3. Phase 3: Deep Application Profiling

This phase focuses on analyzing application efficiency at the code level and is necessary if instability persists after infrastructure, traffic, and configuration issues are resolved.
This is the most intrusive phase and therefore requires specific mitigation strategies to protect the production website.

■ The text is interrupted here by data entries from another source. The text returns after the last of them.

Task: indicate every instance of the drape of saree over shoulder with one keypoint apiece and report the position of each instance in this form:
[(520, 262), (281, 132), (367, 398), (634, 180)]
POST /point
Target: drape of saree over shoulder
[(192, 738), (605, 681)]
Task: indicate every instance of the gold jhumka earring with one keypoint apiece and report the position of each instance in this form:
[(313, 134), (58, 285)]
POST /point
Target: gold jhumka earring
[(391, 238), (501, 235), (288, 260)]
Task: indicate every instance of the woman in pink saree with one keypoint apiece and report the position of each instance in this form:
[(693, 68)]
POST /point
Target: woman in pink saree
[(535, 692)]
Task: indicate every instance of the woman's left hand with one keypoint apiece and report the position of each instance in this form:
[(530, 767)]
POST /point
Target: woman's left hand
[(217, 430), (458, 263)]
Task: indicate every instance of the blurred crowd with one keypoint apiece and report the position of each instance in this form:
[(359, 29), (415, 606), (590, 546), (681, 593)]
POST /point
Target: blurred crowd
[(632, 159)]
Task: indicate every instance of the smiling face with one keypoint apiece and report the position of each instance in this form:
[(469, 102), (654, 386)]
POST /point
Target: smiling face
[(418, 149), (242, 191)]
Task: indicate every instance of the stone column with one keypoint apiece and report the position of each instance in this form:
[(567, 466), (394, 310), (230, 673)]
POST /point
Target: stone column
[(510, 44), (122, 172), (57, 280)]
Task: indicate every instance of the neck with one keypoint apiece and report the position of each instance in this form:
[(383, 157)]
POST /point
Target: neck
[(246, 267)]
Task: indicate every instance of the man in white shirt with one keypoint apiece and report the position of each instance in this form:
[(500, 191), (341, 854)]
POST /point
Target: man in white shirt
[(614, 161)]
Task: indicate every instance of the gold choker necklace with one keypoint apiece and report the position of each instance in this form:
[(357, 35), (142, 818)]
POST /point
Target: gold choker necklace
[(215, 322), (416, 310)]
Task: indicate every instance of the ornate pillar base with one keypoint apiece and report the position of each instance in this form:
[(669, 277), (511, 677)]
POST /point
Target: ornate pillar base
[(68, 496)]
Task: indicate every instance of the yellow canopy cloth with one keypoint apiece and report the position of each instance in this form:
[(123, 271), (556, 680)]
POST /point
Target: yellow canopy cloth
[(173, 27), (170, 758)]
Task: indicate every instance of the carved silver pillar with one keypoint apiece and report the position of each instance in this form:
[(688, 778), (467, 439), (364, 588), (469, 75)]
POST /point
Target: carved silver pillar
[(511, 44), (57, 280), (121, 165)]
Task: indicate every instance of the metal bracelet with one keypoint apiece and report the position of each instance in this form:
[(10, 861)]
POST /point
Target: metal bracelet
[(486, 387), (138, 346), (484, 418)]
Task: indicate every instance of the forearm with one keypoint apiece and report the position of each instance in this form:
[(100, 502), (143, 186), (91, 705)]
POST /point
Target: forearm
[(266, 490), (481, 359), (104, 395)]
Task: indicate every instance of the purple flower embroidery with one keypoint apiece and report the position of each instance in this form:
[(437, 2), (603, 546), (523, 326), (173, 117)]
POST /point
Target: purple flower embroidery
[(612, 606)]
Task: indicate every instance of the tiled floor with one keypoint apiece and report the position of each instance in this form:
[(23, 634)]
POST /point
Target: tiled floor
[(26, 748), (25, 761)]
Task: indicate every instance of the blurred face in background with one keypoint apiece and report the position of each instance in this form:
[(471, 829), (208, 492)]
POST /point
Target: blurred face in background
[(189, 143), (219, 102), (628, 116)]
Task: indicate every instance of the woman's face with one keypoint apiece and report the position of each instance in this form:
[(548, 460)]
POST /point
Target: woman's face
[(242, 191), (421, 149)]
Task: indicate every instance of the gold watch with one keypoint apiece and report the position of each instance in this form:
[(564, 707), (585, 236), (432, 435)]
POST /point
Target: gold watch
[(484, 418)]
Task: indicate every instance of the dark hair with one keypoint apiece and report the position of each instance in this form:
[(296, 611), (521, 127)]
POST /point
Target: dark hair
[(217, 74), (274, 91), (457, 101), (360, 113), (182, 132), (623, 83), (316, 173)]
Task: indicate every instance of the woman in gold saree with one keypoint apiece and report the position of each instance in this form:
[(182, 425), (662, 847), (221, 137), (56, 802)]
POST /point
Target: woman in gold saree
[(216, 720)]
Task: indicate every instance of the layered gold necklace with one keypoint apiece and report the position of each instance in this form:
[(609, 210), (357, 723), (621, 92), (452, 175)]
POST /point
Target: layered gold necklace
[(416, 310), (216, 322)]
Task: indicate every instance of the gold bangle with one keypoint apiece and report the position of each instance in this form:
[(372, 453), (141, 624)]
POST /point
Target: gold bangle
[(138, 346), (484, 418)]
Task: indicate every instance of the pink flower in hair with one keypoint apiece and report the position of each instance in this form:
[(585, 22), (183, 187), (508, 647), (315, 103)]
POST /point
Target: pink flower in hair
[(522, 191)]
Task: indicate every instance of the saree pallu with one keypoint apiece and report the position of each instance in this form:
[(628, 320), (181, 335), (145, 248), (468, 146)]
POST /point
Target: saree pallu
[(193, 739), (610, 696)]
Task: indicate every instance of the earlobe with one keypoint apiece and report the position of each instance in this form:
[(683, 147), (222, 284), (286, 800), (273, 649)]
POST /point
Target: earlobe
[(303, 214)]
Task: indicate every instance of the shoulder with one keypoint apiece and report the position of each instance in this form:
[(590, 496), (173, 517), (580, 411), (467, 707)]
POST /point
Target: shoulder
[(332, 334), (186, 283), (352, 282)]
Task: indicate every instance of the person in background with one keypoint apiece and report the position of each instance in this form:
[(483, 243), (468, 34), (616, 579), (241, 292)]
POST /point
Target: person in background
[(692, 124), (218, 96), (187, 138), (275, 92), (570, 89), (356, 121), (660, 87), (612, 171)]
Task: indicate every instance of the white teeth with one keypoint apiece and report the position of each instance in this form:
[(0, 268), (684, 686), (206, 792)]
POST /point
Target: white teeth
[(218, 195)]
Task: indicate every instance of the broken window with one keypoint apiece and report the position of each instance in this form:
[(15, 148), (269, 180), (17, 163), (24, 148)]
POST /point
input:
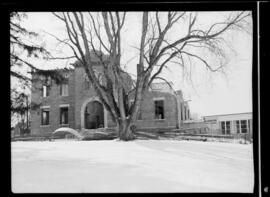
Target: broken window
[(223, 128), (64, 115), (159, 109), (228, 127), (243, 126), (237, 126), (45, 90), (64, 89), (45, 116)]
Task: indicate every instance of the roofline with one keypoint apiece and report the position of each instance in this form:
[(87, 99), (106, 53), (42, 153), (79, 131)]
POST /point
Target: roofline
[(229, 114)]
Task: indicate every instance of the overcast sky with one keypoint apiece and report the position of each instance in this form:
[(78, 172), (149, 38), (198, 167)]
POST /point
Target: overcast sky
[(209, 94)]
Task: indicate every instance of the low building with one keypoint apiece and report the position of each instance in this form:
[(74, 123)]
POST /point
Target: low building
[(238, 123), (75, 104)]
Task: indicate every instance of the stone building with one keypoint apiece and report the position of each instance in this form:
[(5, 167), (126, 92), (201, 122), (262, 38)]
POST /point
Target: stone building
[(226, 124), (75, 104)]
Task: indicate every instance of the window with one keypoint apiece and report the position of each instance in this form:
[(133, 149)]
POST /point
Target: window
[(243, 126), (64, 115), (228, 127), (139, 117), (237, 126), (223, 129), (249, 126), (45, 116), (64, 89), (159, 109), (185, 112), (45, 90)]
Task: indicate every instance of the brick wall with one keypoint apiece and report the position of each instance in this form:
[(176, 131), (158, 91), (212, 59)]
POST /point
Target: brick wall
[(78, 95)]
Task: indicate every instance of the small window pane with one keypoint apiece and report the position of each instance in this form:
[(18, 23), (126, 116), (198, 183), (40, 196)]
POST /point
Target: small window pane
[(64, 115), (64, 89), (243, 126), (159, 109), (44, 117)]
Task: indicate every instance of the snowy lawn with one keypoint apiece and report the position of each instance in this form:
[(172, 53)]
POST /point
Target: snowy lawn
[(137, 166)]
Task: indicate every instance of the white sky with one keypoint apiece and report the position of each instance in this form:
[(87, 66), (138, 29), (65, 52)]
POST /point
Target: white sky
[(211, 93)]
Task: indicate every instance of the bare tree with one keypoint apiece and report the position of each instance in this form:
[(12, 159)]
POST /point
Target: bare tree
[(85, 34)]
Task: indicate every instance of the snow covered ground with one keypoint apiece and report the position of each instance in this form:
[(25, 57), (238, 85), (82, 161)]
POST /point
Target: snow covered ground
[(137, 166)]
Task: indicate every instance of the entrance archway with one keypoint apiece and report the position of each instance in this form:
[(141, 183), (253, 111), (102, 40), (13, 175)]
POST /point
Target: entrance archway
[(93, 114)]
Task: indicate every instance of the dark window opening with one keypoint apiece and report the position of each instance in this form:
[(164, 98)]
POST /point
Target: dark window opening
[(45, 117), (64, 89), (228, 127), (223, 129), (45, 90), (243, 126), (64, 115), (159, 109), (237, 126)]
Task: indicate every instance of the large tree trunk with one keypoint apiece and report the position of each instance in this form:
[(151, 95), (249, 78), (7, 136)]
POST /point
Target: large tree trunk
[(125, 133)]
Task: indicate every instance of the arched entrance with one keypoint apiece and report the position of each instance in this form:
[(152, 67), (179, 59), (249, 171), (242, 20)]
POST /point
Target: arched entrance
[(93, 114)]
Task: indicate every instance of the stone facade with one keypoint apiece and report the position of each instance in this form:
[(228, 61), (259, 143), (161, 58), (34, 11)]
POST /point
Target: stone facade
[(79, 97)]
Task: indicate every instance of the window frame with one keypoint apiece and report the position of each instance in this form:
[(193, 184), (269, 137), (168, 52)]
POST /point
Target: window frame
[(66, 117), (47, 112), (155, 108), (46, 89), (61, 89)]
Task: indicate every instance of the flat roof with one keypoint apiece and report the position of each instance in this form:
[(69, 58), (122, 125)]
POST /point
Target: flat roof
[(229, 114)]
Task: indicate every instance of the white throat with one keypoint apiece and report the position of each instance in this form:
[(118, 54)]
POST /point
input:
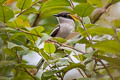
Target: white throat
[(63, 20)]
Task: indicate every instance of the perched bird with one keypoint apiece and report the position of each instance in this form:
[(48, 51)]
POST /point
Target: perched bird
[(65, 25)]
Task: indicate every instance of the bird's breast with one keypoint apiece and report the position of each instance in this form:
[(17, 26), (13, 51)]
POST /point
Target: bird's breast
[(65, 30)]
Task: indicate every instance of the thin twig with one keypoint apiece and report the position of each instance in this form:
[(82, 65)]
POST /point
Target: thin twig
[(64, 45), (81, 21), (106, 69), (77, 69), (106, 7), (28, 32), (19, 61), (36, 20)]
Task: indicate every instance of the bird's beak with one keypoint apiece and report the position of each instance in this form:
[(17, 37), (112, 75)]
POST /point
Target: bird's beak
[(74, 17), (56, 15)]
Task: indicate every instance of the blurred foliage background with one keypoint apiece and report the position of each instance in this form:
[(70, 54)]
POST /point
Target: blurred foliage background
[(28, 53)]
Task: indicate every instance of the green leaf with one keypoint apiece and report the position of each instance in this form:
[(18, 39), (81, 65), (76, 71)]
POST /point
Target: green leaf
[(54, 3), (37, 30), (49, 73), (5, 14), (85, 79), (113, 61), (54, 10), (84, 9), (108, 46), (23, 4), (44, 55), (14, 46), (71, 66), (97, 3), (49, 47), (58, 39), (2, 1), (80, 1), (98, 31), (31, 10), (116, 22)]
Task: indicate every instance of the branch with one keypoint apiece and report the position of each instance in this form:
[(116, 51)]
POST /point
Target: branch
[(28, 32), (64, 45), (80, 20), (36, 20)]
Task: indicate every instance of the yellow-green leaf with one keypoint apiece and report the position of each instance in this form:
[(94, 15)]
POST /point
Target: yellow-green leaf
[(23, 4), (5, 14), (49, 47)]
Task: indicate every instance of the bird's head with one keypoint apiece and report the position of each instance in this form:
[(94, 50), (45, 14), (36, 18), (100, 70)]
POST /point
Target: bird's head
[(65, 16)]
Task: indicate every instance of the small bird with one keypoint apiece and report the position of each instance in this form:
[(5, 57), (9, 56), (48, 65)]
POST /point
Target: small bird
[(66, 25)]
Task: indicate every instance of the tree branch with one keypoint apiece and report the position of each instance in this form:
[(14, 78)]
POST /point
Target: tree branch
[(106, 69), (36, 20)]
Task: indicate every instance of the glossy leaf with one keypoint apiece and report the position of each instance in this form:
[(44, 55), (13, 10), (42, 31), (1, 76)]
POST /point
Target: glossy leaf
[(83, 9), (53, 3), (5, 14), (49, 47), (97, 3), (23, 4), (99, 31), (108, 46), (72, 66), (2, 1), (80, 1)]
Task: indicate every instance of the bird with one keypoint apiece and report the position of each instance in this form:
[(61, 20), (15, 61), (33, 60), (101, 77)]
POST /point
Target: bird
[(66, 25)]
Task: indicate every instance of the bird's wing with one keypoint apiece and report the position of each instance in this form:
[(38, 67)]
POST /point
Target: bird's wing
[(55, 31)]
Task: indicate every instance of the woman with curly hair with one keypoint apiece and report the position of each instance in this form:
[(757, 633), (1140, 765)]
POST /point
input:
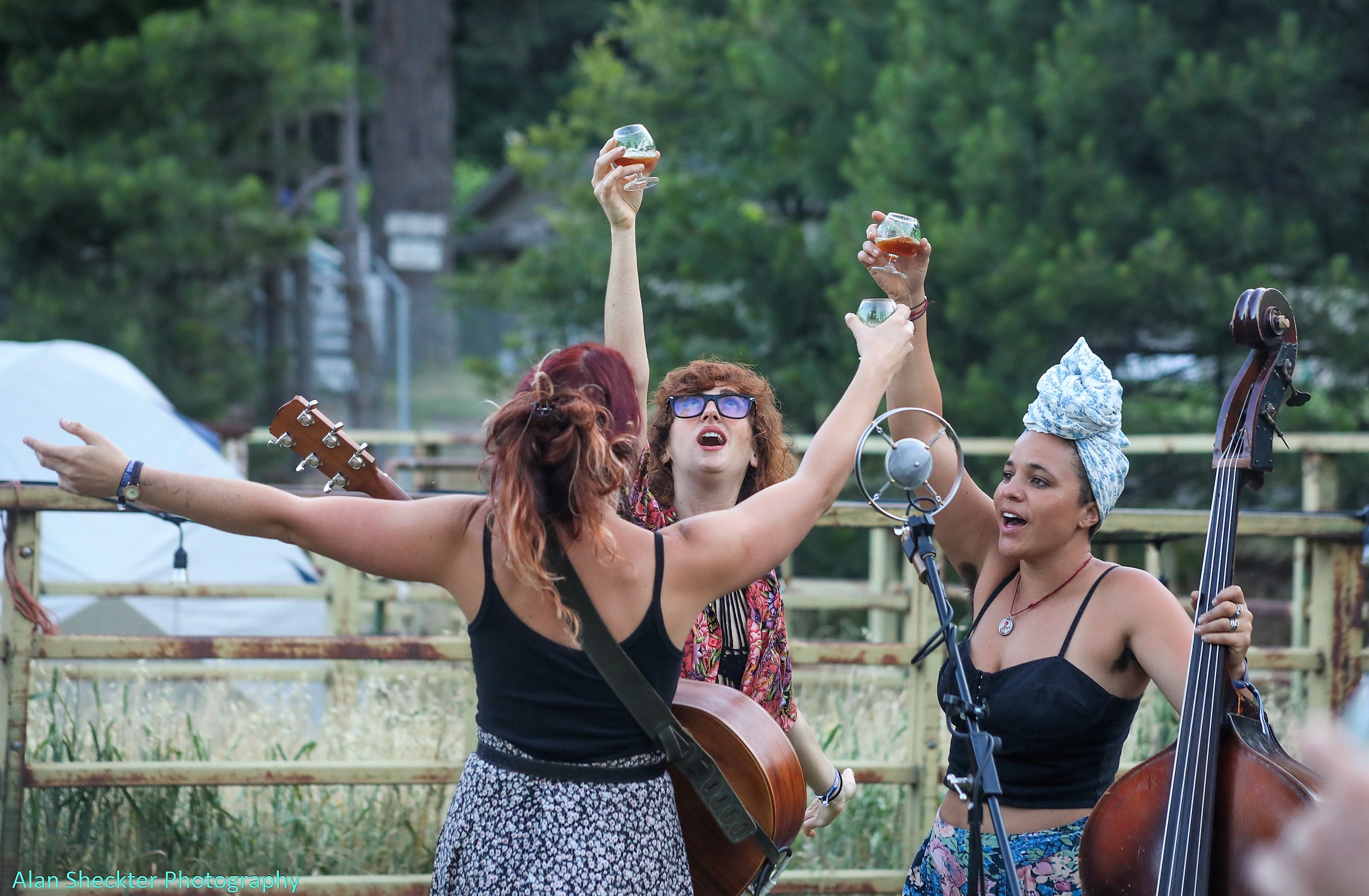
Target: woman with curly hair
[(715, 438), (530, 816)]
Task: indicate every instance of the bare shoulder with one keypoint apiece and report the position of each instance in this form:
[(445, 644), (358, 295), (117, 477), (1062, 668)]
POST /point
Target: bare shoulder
[(1140, 599)]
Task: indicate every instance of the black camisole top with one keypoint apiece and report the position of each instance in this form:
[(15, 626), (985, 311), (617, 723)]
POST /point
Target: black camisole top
[(548, 699), (1062, 731)]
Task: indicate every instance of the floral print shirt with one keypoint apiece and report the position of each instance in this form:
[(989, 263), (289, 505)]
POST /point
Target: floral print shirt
[(768, 676)]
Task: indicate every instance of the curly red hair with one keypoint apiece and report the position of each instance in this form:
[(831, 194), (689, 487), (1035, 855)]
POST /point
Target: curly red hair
[(774, 461), (559, 452)]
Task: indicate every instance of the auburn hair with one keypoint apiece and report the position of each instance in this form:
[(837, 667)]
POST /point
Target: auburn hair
[(559, 452), (774, 463)]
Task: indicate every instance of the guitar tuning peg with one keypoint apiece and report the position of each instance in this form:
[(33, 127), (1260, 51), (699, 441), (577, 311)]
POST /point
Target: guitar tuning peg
[(307, 415), (332, 438), (357, 461)]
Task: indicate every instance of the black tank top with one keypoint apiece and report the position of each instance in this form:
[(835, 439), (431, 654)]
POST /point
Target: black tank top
[(546, 698), (1062, 731)]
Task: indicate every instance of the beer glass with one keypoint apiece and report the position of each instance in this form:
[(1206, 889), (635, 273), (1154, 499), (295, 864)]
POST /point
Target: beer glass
[(875, 311), (641, 149), (897, 236)]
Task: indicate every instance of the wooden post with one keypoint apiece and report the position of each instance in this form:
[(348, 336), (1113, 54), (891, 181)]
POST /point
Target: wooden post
[(1335, 629), (926, 727), (882, 624), (17, 647), (344, 598), (1315, 603)]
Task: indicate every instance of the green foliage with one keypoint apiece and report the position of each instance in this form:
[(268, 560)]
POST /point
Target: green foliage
[(1121, 172), (136, 165), (1100, 169), (512, 63), (754, 107)]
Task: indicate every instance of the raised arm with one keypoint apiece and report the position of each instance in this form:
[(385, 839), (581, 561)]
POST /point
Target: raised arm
[(723, 550), (969, 529), (623, 326), (411, 541)]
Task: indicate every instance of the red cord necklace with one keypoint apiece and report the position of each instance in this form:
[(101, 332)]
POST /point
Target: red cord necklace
[(1005, 627)]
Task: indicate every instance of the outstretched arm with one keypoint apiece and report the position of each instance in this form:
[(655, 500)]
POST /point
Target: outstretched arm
[(411, 541), (967, 530), (623, 326), (820, 775)]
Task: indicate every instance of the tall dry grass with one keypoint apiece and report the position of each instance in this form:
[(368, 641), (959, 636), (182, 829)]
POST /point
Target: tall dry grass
[(384, 712)]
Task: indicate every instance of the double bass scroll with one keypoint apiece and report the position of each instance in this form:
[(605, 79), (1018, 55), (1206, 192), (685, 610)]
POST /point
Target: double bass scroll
[(1183, 822)]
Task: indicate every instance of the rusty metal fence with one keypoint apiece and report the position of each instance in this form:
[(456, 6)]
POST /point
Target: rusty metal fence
[(1326, 653)]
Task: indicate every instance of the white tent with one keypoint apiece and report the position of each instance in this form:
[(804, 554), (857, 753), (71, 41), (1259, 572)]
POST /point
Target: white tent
[(42, 382)]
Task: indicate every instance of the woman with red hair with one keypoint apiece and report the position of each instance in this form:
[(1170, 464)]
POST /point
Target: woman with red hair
[(715, 438), (566, 794)]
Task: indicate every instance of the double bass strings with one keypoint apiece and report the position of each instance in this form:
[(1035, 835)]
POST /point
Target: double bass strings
[(1200, 690), (1197, 757)]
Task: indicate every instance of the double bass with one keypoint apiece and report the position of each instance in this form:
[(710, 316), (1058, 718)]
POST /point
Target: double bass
[(1183, 822), (748, 746)]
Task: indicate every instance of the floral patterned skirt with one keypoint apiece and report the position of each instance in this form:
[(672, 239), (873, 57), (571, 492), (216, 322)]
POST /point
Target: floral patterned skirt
[(1048, 862), (511, 833)]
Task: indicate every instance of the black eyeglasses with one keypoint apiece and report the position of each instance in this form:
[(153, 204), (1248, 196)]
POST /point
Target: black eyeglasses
[(729, 404)]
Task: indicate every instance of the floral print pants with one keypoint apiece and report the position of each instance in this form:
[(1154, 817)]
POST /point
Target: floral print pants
[(1048, 862)]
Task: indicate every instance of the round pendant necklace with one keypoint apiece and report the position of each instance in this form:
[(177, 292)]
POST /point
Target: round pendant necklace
[(1005, 626)]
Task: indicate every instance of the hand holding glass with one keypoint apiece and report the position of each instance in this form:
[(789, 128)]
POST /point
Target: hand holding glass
[(641, 151), (897, 236)]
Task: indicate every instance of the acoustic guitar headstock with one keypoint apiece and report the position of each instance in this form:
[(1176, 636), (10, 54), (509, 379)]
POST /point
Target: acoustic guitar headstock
[(1248, 424), (303, 428)]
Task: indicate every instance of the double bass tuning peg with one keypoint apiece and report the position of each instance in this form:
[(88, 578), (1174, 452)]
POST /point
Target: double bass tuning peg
[(1298, 399)]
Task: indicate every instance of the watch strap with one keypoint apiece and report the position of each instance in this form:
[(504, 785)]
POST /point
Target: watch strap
[(131, 479)]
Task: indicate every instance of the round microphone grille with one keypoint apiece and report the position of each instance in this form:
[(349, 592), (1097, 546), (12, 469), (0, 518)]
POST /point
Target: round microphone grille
[(909, 463)]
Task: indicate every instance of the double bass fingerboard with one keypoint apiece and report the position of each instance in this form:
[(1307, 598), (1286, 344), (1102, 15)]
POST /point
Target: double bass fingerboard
[(1188, 845)]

3.1. Risk Mitigation: Prioritizing Staging and Safe Production Profiling

Traditional, intrusive profiling tools can generate significant overhead.
Performing deep diagnostics with them on the live production server risks exacerbating the existing instability.
Therefore, the primary strategy is to reproduce the issue and conduct detailed profiling in a dedicated staging environment.
This environment must be an exact replica of the production setup, including the Lightsail instance size, operating system, stack configuration, and website data.

3.2. Application and Database Profiling

This method involves using specialized tools to analyze WordPress performance at the code and database query level.
When conducted in the staging environment, intrusive tools (e.g., detailed tracing profilers like Xdebug, plugins like Query Monitor) can be used under simulated load.
When conducted in the production environment, only low-overhead tools (e.g., continuous profiling via eBPF or lightweight APM agents) are used to identify slow PHP code and resource-intensive SQL queries under real load.